Curl instructions and pretend fixes
Victims, largely software program builders, would both uncover these web sites and job advertisements by themselves, or can be invited for interviews through LinkedIn.
After leaping via a number of loops, the victims would then be requested to file a video of themselves via the employer’s platform, but when they might attempt to take action, the platform would inform them that their digicam isn’t working correctly.
They’d then be introduced with a repair – a curl command to be entered into Terminal – which doesn’t repair the issue however fairly introduces malware to the system.

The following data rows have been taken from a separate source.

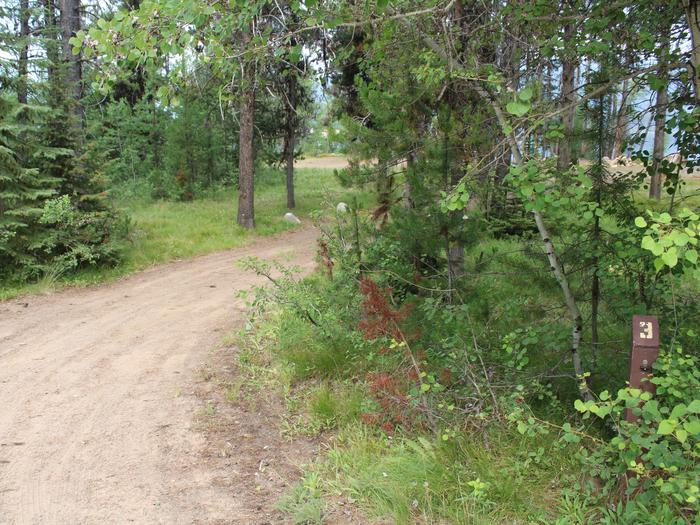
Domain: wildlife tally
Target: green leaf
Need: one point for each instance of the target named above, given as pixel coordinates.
(525, 94)
(692, 426)
(648, 243)
(670, 257)
(666, 427)
(517, 108)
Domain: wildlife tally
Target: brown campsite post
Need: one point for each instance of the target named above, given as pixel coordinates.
(645, 350)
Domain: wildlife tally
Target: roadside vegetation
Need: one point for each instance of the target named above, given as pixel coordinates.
(522, 181)
(157, 231)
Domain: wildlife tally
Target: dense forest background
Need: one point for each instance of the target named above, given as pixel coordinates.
(525, 181)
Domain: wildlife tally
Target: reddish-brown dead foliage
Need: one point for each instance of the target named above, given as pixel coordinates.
(380, 319)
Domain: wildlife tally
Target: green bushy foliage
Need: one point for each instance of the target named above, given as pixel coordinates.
(41, 230)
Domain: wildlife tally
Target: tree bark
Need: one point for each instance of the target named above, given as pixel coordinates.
(23, 65)
(555, 264)
(692, 11)
(290, 135)
(246, 156)
(70, 25)
(50, 35)
(568, 97)
(621, 124)
(659, 135)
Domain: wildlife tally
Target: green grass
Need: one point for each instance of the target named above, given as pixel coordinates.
(165, 231)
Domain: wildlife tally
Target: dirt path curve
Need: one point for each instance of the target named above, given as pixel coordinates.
(96, 403)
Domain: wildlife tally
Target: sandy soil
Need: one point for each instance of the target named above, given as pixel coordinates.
(105, 401)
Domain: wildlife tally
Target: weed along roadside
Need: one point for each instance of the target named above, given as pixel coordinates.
(428, 225)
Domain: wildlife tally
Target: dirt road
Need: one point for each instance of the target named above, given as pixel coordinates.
(97, 410)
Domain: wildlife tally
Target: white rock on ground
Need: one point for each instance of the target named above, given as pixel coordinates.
(290, 217)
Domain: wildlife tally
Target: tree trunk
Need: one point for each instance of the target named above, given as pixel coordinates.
(23, 52)
(568, 98)
(659, 134)
(289, 143)
(692, 11)
(621, 125)
(290, 135)
(50, 35)
(70, 25)
(246, 156)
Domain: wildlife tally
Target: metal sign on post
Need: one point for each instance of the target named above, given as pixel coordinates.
(645, 350)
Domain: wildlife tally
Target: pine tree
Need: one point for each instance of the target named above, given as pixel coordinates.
(23, 191)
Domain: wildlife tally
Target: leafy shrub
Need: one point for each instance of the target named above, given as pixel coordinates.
(651, 467)
(74, 239)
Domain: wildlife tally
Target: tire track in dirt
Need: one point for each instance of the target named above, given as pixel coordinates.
(97, 396)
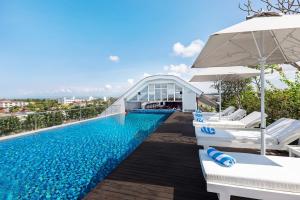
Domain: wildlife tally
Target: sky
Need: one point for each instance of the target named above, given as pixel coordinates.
(56, 48)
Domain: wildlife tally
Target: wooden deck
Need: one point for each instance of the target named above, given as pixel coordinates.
(165, 166)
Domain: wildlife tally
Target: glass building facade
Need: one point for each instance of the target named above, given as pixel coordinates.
(158, 92)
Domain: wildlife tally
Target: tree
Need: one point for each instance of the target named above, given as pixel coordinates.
(231, 91)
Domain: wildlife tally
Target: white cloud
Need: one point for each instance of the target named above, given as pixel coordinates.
(190, 50)
(146, 75)
(108, 86)
(130, 81)
(114, 58)
(181, 68)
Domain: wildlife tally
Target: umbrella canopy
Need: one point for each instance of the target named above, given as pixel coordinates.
(257, 41)
(277, 39)
(224, 74)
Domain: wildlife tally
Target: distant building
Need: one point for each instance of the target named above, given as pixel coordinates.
(12, 103)
(161, 92)
(73, 100)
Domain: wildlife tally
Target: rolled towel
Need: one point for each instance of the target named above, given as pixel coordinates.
(198, 115)
(208, 130)
(198, 111)
(221, 158)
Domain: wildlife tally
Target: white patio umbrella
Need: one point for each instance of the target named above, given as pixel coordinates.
(257, 41)
(224, 74)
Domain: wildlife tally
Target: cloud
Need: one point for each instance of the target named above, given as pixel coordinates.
(146, 75)
(130, 81)
(114, 58)
(177, 70)
(190, 50)
(108, 86)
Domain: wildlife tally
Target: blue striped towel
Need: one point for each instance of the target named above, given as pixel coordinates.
(198, 115)
(208, 130)
(221, 158)
(198, 111)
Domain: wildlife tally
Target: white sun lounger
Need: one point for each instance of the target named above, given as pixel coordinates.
(251, 120)
(253, 176)
(236, 115)
(225, 112)
(279, 134)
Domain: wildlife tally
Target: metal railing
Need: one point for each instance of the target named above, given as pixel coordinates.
(16, 123)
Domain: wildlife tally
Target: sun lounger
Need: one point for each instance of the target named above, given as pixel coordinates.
(253, 176)
(279, 134)
(236, 115)
(225, 112)
(251, 120)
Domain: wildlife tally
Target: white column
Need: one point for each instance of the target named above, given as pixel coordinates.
(220, 98)
(262, 105)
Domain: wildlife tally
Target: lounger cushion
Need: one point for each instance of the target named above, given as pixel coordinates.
(286, 130)
(235, 136)
(220, 124)
(254, 171)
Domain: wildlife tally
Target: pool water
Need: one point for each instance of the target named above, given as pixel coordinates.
(67, 162)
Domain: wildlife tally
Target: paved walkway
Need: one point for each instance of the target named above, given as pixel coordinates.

This malware, basically a backdoor, does a few issues – generates a brief machine identifier, checks for duplicates, after which pulls extra instructions from a hard-coded command server.
These instructions embody amassing system info, importing or downloading information, executing shell instructions, pulling Chrome profile knowledge, or triggering an automatic credential theft.
“Organizations ought to deal with unsolicited ‘interview’ assessments and Terminal-based ‘repair’ directions as high-risk, and guarantee customers know to cease and report these prompts fairly than observe them,” the researchers concluded.